Black Mirror: Pessoas comuns?

By | 03/04/2025

Esta semana, aterramos num território já conhecido, mas sempre desconcertante: o universo de Black Mirror. A sétima temporada chegou à Netflix e, como seria de esperar, o primeiro episódio, “Common People”, deixa-nos surpreendidos, angustiados e devastados.

Realizado por Ally Pankiw, este episódio transporta-nos para a vida de Amanda e Mike, um casal apaixonado que tenta construir um futuro lado a lado.
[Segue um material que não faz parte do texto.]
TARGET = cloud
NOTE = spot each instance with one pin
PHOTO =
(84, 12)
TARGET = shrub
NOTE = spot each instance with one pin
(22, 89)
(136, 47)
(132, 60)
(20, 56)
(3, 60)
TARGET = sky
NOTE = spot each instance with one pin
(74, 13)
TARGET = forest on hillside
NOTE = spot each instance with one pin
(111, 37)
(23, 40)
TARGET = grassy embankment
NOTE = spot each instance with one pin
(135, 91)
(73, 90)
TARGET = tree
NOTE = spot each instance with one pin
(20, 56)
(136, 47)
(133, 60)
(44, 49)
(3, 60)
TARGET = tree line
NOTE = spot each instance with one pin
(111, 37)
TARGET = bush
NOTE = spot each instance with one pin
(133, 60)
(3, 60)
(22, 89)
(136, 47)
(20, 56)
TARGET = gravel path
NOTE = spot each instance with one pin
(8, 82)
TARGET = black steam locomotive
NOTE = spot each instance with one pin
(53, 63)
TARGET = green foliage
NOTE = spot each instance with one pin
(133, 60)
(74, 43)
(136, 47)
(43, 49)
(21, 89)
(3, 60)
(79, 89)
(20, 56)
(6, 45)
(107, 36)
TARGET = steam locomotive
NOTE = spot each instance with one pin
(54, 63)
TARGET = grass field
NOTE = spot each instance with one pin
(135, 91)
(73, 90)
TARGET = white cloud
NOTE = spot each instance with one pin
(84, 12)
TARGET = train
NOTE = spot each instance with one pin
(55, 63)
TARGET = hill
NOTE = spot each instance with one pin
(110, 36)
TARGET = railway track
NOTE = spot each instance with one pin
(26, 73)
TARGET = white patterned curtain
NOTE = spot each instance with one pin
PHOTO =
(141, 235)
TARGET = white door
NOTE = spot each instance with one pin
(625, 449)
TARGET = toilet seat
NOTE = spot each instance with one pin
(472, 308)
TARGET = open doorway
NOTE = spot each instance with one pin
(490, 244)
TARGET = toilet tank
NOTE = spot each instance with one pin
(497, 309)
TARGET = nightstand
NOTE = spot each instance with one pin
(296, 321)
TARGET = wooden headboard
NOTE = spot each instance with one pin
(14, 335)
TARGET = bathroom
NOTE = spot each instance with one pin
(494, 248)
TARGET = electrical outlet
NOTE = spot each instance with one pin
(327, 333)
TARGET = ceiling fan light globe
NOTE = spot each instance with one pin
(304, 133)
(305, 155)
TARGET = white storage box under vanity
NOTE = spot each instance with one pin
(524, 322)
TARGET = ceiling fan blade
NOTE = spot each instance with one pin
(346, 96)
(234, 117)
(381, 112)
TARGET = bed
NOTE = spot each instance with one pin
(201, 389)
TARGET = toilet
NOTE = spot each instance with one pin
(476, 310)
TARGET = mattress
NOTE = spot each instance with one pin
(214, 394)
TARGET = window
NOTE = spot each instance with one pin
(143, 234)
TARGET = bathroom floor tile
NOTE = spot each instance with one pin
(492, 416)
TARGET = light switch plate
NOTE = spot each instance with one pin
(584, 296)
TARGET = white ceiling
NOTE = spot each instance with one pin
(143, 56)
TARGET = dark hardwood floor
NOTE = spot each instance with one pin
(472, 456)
Contudo, um diagnóstico devastador para Amanda fá-los enfrentar um destino trágico (e quase certo): a morte de Amanda. Uma empresa recém-criada, a Rivermind Technologies, surge como uma tábua de salvação, oferecendo a remoção do tumor cerebral de Amanda e a sua substituição por tecido sintético, que passa a ser alimentado pelos seus servidores. A cirurgia é gratuita, mas a contrapartida é uma assinatura mensal para que Amanda possa ter uma vida “comum”.

Inicialmente, a tecnologia parece um milagre, uma luz ao fundo do túnel. Contudo, a promessa inicial começa a desmoronar. O casal rapidamente descobre as limitações do seu plano “Common”, e novas funcionalidades essenciais passam a ser adquiridas apenas através da subscrição do plano “Plus”, bem mais caro.

É aqui que a narrativa nos faz colocar uma questão central: quem tem acesso a um futuro de oportunidades? A necessidade de garantir a qualidade de vida de Amanda leva Mike a percorrer caminhos desesperados, explorando uma plataforma de livestreaming onde executa tarefas humilhantes em troca de dinheiro. A sua dignidade é posta à prova para sustentar a tecnologia que mantém a sua mulher viva.

Embora ficcional, este cenário demonstra as desigualdades que presenciamos atualmente. Com o seu potencial incrível para curar e melhorar vidas, a tecnologia pode também criar novas formas de estratificação social, onde o acesso a cuidados de saúde de qualidade ou a uma vida plena se tornam um privilégio económico.

Um dos aspetos mais perturbadores do episódio é a forma como a tecnologia se insinua na própria essência de Amanda, com a colocação de anúncios involuntários no seu discurso, que comprometem o seu emprego e estabilidade financeira.

Contudo, “Common People” não nos deixa apenas com um nó na garganta. Apesar do desespero e sofrimento do casal, também vemos, neste episódio, a profundidade do amor e do sacrifício de Mike. Por mais dolorosa que seja, a sua luta revela a capacidade humana de amar e proteger, mesmo quando confrontada com um sistema que parece favorecer os mais ricos e deixar os outros à mercê de serviços básicos degradados.

“Common People” não pretende fazer uma previsão apocalíptica do futuro, mas ser um alerta. Convida-nos a refletir sobre como se estamos a construir ferramentas que beneficiam todos ou, pelo contrário, a criar sistemas que ampliam as desigualdades.

Fiel à sua reputação, Black Mirror confronta-nos, mais uma vez, com o outro lado da inovação, servindo como um espelho das nossas próprias ansiedades e esperanças em relação ao futuro.